Nous vivons une parfaite illustration de ce que j’appelle le « malheur français ». Le plus fondamental étant l’impossibilité de parvenir par la politique à des solutions constructives. Et même, pour commencer, d’établir un diagnostic. Après presque trois mois de discussion sur la loi travail, on n’est pas même éclairé sur le point de départ, à savoir : puisque nous sommes confrontés à un problème de chômage récurrent, quelles sont les bonnes manières de lutter ? Est-il vrai que le Code du travail constitue un frein ? Comment faciliter l’embauche, changer le contrat de travail ? On n’est pas plus avancé à l’arrivée. Là est le tragique. C’est ce qui donne aux gens l’impression très démoralisante que la politique ne sert à rien, qu’on ne peut sortir de la confusion et de l’impuissance. 

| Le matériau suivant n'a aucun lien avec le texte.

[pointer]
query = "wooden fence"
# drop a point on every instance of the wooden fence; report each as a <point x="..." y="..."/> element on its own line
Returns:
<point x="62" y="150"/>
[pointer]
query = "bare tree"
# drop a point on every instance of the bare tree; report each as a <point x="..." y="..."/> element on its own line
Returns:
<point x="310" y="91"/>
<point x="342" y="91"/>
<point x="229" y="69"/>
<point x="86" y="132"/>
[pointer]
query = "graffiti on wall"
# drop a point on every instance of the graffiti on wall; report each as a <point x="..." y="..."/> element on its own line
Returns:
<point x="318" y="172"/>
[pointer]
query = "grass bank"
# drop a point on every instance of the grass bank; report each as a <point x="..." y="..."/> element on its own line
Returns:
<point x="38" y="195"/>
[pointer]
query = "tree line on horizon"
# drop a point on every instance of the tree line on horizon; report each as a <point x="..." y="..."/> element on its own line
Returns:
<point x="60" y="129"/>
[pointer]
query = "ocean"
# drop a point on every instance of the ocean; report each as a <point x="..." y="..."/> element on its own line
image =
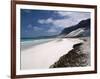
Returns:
<point x="27" y="43"/>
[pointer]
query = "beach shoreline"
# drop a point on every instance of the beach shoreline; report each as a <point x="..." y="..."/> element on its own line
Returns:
<point x="43" y="55"/>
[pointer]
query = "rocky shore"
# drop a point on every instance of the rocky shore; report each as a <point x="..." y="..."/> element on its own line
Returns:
<point x="79" y="56"/>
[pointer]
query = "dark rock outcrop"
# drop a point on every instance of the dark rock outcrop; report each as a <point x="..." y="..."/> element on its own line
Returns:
<point x="84" y="24"/>
<point x="74" y="58"/>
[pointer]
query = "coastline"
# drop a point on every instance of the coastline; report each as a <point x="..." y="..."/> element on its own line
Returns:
<point x="43" y="55"/>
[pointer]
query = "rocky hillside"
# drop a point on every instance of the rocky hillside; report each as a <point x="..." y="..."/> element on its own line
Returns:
<point x="79" y="30"/>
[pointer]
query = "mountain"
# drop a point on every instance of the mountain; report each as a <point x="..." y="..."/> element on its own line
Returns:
<point x="79" y="30"/>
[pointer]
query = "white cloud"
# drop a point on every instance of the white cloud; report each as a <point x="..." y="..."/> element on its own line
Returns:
<point x="74" y="18"/>
<point x="52" y="30"/>
<point x="45" y="21"/>
<point x="29" y="26"/>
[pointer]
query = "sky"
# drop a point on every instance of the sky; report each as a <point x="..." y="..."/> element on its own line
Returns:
<point x="36" y="23"/>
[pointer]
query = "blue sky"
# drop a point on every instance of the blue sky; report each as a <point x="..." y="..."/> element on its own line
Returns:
<point x="35" y="23"/>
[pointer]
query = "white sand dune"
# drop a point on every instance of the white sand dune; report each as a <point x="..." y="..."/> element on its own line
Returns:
<point x="44" y="55"/>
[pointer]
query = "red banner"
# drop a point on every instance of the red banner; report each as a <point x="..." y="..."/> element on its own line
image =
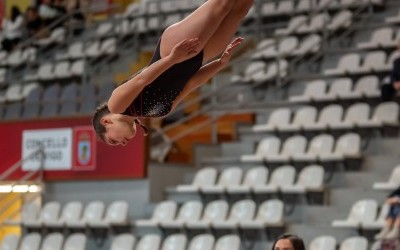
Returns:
<point x="84" y="149"/>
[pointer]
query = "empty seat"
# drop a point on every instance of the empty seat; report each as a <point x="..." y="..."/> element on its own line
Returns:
<point x="189" y="211"/>
<point x="228" y="242"/>
<point x="241" y="211"/>
<point x="229" y="176"/>
<point x="324" y="242"/>
<point x="52" y="241"/>
<point x="256" y="176"/>
<point x="75" y="241"/>
<point x="149" y="242"/>
<point x="267" y="146"/>
<point x="392" y="183"/>
<point x="362" y="211"/>
<point x="281" y="176"/>
<point x="204" y="177"/>
<point x="125" y="241"/>
<point x="214" y="211"/>
<point x="202" y="242"/>
<point x="174" y="242"/>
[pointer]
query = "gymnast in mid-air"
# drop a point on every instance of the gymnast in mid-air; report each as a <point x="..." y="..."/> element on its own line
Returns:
<point x="187" y="55"/>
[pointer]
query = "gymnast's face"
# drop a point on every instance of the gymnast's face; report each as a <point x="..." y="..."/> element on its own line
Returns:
<point x="118" y="132"/>
<point x="283" y="244"/>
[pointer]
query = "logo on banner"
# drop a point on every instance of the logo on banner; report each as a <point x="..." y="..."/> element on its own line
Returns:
<point x="84" y="148"/>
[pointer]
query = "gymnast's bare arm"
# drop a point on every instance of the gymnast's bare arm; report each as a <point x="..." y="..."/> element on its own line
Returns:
<point x="123" y="95"/>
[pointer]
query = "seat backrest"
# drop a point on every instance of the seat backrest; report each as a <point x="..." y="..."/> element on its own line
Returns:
<point x="94" y="211"/>
<point x="305" y="115"/>
<point x="10" y="242"/>
<point x="357" y="113"/>
<point x="75" y="241"/>
<point x="165" y="211"/>
<point x="174" y="242"/>
<point x="324" y="242"/>
<point x="205" y="177"/>
<point x="202" y="242"/>
<point x="349" y="143"/>
<point x="387" y="112"/>
<point x="230" y="176"/>
<point x="190" y="211"/>
<point x="72" y="211"/>
<point x="311" y="177"/>
<point x="280" y="116"/>
<point x="149" y="242"/>
<point x="30" y="241"/>
<point x="354" y="243"/>
<point x="256" y="176"/>
<point x="53" y="241"/>
<point x="228" y="242"/>
<point x="216" y="211"/>
<point x="283" y="176"/>
<point x="321" y="144"/>
<point x="243" y="210"/>
<point x="331" y="114"/>
<point x="268" y="146"/>
<point x="125" y="241"/>
<point x="271" y="211"/>
<point x="341" y="86"/>
<point x="294" y="145"/>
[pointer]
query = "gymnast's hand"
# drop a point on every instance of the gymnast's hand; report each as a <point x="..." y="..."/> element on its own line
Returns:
<point x="226" y="56"/>
<point x="185" y="50"/>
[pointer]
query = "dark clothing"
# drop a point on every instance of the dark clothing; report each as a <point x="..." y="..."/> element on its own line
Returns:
<point x="157" y="98"/>
<point x="387" y="90"/>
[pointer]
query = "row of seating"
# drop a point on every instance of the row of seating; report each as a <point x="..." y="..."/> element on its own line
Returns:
<point x="256" y="180"/>
<point x="127" y="241"/>
<point x="286" y="47"/>
<point x="366" y="87"/>
<point x="217" y="215"/>
<point x="322" y="22"/>
<point x="372" y="62"/>
<point x="332" y="117"/>
<point x="74" y="214"/>
<point x="322" y="148"/>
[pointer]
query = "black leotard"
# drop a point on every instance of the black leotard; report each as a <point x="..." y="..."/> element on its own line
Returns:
<point x="157" y="98"/>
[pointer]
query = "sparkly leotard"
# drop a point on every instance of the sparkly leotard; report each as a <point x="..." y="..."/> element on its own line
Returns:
<point x="157" y="98"/>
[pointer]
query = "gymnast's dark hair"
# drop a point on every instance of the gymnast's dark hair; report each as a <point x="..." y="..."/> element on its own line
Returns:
<point x="100" y="129"/>
<point x="296" y="241"/>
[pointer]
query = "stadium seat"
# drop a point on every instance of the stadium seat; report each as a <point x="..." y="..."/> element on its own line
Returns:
<point x="256" y="176"/>
<point x="10" y="242"/>
<point x="189" y="211"/>
<point x="281" y="176"/>
<point x="362" y="211"/>
<point x="354" y="243"/>
<point x="52" y="241"/>
<point x="324" y="242"/>
<point x="228" y="242"/>
<point x="230" y="176"/>
<point x="174" y="242"/>
<point x="392" y="183"/>
<point x="164" y="212"/>
<point x="202" y="242"/>
<point x="204" y="177"/>
<point x="267" y="146"/>
<point x="149" y="242"/>
<point x="124" y="241"/>
<point x="241" y="211"/>
<point x="214" y="211"/>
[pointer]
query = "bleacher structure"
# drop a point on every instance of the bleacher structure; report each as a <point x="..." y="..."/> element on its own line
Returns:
<point x="318" y="159"/>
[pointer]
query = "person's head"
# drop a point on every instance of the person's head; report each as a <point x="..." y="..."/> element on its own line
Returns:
<point x="114" y="129"/>
<point x="288" y="242"/>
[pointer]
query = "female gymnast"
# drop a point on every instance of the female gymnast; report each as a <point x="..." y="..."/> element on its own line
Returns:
<point x="187" y="55"/>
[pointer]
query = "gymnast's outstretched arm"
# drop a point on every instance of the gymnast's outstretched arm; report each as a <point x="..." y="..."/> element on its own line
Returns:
<point x="123" y="95"/>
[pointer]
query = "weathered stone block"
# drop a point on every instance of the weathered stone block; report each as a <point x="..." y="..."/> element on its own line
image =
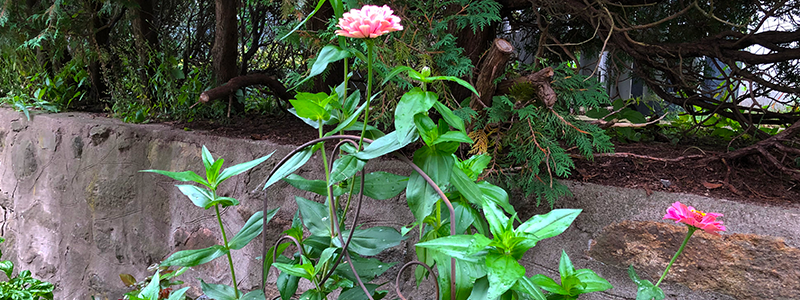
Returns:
<point x="745" y="266"/>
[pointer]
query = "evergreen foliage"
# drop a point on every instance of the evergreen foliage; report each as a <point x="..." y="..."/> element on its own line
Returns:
<point x="529" y="140"/>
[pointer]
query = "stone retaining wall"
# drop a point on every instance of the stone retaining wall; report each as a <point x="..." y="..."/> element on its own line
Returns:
<point x="77" y="212"/>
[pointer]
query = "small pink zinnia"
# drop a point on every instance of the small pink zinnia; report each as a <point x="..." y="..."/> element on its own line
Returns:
<point x="695" y="218"/>
<point x="370" y="21"/>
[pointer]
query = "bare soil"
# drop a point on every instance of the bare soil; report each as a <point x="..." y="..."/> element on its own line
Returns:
<point x="743" y="180"/>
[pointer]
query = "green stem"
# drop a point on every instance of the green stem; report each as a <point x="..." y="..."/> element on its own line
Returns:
<point x="692" y="229"/>
<point x="370" y="46"/>
<point x="225" y="241"/>
<point x="329" y="197"/>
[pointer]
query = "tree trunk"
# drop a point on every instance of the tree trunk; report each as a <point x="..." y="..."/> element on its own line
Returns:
<point x="493" y="66"/>
<point x="224" y="52"/>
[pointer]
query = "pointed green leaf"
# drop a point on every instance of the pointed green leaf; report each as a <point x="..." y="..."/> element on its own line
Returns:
<point x="310" y="110"/>
<point x="179" y="294"/>
<point x="456" y="80"/>
<point x="294" y="163"/>
<point x="315" y="216"/>
<point x="548" y="284"/>
<point x="504" y="271"/>
<point x="496" y="218"/>
<point x="550" y="224"/>
<point x="449" y="116"/>
<point x="453" y="136"/>
<point x="565" y="267"/>
<point x="327" y="55"/>
<point x="151" y="290"/>
<point x="314" y="186"/>
<point x="7" y="267"/>
<point x="251" y="229"/>
<point x="345" y="167"/>
<point x="180" y="176"/>
<point x="463" y="247"/>
<point x="410" y="104"/>
<point x="371" y="241"/>
<point x="241" y="168"/>
<point x="387" y="144"/>
<point x="199" y="196"/>
<point x="645" y="289"/>
<point x="208" y="160"/>
<point x="218" y="291"/>
<point x="527" y="286"/>
<point x="191" y="258"/>
<point x="287" y="285"/>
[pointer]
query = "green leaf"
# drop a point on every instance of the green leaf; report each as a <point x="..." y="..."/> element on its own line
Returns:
<point x="381" y="185"/>
<point x="208" y="159"/>
<point x="449" y="116"/>
<point x="368" y="268"/>
<point x="180" y="294"/>
<point x="468" y="188"/>
<point x="213" y="173"/>
<point x="327" y="55"/>
<point x="241" y="168"/>
<point x="453" y="136"/>
<point x="565" y="267"/>
<point x="191" y="258"/>
<point x="480" y="289"/>
<point x="315" y="186"/>
<point x="456" y="80"/>
<point x="251" y="229"/>
<point x="527" y="286"/>
<point x="394" y="72"/>
<point x="496" y="218"/>
<point x="349" y="121"/>
<point x="410" y="104"/>
<point x="300" y="270"/>
<point x="419" y="194"/>
<point x="7" y="267"/>
<point x="550" y="224"/>
<point x="254" y="295"/>
<point x="310" y="110"/>
<point x="646" y="290"/>
<point x="463" y="247"/>
<point x="180" y="176"/>
<point x="356" y="293"/>
<point x="151" y="290"/>
<point x="371" y="241"/>
<point x="345" y="167"/>
<point x="591" y="281"/>
<point x="504" y="271"/>
<point x="496" y="195"/>
<point x="387" y="144"/>
<point x="224" y="201"/>
<point x="315" y="216"/>
<point x="199" y="196"/>
<point x="287" y="285"/>
<point x="218" y="291"/>
<point x="294" y="163"/>
<point x="311" y="295"/>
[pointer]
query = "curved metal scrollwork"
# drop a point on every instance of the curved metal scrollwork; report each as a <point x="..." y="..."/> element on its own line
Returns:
<point x="352" y="139"/>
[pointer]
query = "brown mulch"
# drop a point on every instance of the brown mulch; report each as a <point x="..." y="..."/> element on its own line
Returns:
<point x="746" y="180"/>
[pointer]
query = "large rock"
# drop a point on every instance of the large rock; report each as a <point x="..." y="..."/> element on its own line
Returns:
<point x="745" y="266"/>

Le soutien d’une partie de l’opinion à la CGT est facile à comprendre dans notre société que l’avenir angoisse tellement, où la grande peur des Français est le déclassement – se retrouver SDF… Dès que vous prononcez le mot licenciement, vous provoquez l’anxiété collective. L’habileté des ennemis de la loi El Khomri a été d’accréditer l’idée que cette loi permettrait aux patrons de vous jeter dehors. Les sondages sont contradictoires : les gens constatent une certaine rigidité et souhaitent des allégements. En même temps, ils ont peur. La société française est une société qui a peur. Et la peur ne facilite pas le mouvement. Aucun gouvernement ne parvient à proposer une perspective qui suscite la confiance des gens. Or il faut de la confiance pour accepter de changer. La gauche de la gauche, la gauche radicale, la CGT mais aussi FO, n’ont qu’une force négative : détruire la possibilité d’une discussion collective et constructive permettant d’arriver à un point de départ clair. Pour savoir comment résoudre les problèmes, il faut être d’accord sur la manière dont ils se posent. Cette force négative rend incertaine une telle possibilité. Comment effacer l’obstacle ? Notre avenir politique est suspendu à cette question.

Les casseurs sont l’expression d’un profond problème de notre société, qui est le grand échec de François Hollande : le statut de la jeunesse. Il ne s’agit pas de vieux staliniens sortis des catacombes, mais de jeunes gens souvent déclassés. Ils ont un très grand problème d’entrée dans la vie. N’oublions pas que la grande majorité de ceux qui entrent dans la vie active est convaincue qu’elle n’aura pas de retraite. Le contrat intergénérationnel est cassé. S’y ajoute l’héritage révolutionnaire. Une certaine conviction que la violence a des vertus supérieures.

Nuit debout est très différent. C’est une invention. Ce qui est singulier, c’est l’aspiration démocratique radicale de gamins qui ont tété les valeurs démocratiques au biberon. Et qui s’étonnent en entrant dans la vie que ces valeurs ne président pas à la marche de nos sociétés ! On observe une sorte d’idéalisme et de foi dans les procédures démocratiques les plus exigeantes. Comment inventer un univers politique respectueux de l’égalité, de la liberté de parole, du caractère révocable de toute décision. C’est l’utopie démocratique. Comment inventer cette démocratie-là ? Des déconvenues sérieuses les attendent.

La suite du mouvement social en cours est très imprévisible. Mais le vrai frein réside dans l’arrière-fond : on n’a pas affaire à des innocents. La CGT, le PC, le Front de gauche ou la gauche du PS, tous sont dans un calcul politique qui va conduire à calmer le jeu en vue des prochaines élections présidentielles. Mais ils auront créé un rapport de force, comme on dit dans le langage léniniste.